Rocket Lab Are On Track To Launch Their First Rocket from the USA

30th Sep 2020
Rocket Lab Are On Track To Launch Their First Rocket from the USA

Having a victorious track record of fourteen successful Rocket Lab launch missions, mostly from the New Zealand site, Rocket Lab is nearing a launch mission in Virginia, USA. This facility is known as Launch Complex 2 and is located at Wallops Island in Mid-Atlantic Regional Spaceport, Virginia.

What the Rehearsal Entailed

The Rocket Lab launch entailed an electron booster which was being tested on the newly constructed launch pad. The Electron rocket was then lifted vertically and fuelled while in position. The engineers on the ground did a simulation exercise that went precisely as planned. The countdown reached zero and all procedures were successful as per the simulation.

Representatives from the facility stated that all systems were working as they should, and they are ready for Rocket Lab’s first lift off from America.

What is Remaining?

Even with all the boxes checked, one thing remains that is keeping the project on hold, NASA’s certification report on the Rocket Lab flight termination system is awaiting approval. This system is a precautionary step that should facilitate the immediate termination of the launch process if something goes amiss.

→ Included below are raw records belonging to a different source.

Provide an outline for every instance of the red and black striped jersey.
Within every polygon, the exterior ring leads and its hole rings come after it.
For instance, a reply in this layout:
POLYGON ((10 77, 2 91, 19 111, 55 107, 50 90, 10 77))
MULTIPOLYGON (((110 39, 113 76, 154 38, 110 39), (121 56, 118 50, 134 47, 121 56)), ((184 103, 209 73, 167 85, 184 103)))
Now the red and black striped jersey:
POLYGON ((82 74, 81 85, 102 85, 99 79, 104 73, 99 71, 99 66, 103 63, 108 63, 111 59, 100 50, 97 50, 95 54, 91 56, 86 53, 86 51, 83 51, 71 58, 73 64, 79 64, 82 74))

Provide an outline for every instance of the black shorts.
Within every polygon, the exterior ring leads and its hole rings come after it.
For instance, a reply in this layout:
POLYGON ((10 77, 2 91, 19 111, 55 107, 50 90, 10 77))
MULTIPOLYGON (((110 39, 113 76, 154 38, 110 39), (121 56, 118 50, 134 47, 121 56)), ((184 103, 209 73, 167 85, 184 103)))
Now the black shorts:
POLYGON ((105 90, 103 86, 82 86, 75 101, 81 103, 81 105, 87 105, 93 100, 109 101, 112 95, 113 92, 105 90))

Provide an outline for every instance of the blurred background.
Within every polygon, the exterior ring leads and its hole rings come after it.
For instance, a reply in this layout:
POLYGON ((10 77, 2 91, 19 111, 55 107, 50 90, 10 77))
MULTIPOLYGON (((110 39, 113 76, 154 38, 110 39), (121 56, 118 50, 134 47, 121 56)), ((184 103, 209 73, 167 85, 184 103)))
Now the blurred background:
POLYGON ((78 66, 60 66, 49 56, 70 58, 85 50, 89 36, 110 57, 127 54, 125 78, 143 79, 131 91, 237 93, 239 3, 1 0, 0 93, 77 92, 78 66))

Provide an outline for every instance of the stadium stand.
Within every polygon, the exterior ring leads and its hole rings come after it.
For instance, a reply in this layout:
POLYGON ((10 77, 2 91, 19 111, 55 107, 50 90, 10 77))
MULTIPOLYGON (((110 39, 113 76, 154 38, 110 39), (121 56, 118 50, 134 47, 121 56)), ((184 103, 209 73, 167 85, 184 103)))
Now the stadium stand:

When this is cleared, the date for the Rocket Lab launch will be set promptly.

Beyond that, Rocket Lab is forecasting to amplify its space exploration missions with their seventeen-metre tall Electron rocket. This Electron thrusts forward small satellites into the Earth’s orbit. If these go to plan, the Electron could be used for longer distances as well. The company will use it to launch their new Photon Small Sat bus to take one CubeSat to the moon in 2021. 

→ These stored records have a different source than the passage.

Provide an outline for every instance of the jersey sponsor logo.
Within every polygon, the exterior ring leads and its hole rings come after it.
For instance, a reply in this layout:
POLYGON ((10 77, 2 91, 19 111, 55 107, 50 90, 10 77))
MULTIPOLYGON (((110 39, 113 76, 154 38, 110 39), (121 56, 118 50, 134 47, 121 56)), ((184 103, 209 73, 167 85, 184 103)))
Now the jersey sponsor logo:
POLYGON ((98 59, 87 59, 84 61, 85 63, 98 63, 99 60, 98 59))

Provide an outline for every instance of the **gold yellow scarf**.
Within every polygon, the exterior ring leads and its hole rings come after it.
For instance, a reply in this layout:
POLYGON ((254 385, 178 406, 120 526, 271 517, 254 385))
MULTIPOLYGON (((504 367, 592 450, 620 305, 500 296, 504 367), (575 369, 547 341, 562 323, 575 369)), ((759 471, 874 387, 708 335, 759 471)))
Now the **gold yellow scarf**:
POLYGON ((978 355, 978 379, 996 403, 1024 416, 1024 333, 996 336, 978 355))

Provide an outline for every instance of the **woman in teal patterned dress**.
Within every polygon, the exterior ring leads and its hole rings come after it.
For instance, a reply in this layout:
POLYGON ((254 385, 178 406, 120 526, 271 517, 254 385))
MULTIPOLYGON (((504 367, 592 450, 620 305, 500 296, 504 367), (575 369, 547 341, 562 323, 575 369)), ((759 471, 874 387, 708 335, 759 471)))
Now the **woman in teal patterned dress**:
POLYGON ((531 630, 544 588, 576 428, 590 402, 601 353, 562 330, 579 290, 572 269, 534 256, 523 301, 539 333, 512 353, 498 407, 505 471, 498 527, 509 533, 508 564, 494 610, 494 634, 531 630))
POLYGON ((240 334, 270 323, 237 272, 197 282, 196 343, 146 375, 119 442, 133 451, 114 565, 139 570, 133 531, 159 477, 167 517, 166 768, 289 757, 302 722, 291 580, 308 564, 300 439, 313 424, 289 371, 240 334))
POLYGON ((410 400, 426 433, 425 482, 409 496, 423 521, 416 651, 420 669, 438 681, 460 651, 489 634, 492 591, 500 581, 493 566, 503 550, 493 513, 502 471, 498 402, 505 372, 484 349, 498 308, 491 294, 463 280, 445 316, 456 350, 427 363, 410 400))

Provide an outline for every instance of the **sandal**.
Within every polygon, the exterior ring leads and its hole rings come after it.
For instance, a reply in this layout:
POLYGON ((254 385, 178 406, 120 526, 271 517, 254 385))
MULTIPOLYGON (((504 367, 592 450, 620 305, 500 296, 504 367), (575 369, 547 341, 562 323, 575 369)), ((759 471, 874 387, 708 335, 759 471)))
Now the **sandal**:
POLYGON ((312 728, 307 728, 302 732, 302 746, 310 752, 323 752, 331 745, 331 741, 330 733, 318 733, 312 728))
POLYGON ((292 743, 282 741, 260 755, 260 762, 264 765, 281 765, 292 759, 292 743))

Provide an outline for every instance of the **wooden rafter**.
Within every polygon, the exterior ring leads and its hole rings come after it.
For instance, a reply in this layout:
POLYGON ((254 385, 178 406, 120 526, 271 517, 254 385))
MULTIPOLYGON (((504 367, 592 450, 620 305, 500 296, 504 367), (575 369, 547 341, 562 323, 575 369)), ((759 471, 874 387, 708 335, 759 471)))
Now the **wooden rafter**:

In addition, Rocket Lab is setting a plan to send one of their spacecraft to research Venus. The study is intended to investigate possible life on Venus since a recent discovery showed the availability of a chemical compound originating from a live organism and the trip would hopefully confirm these findings.

The LC-2 will act as a second-in-line launch pad for the company and will be able to host at least a dozen launches annually. The LC-1 is the company’s launch site in New Zealand.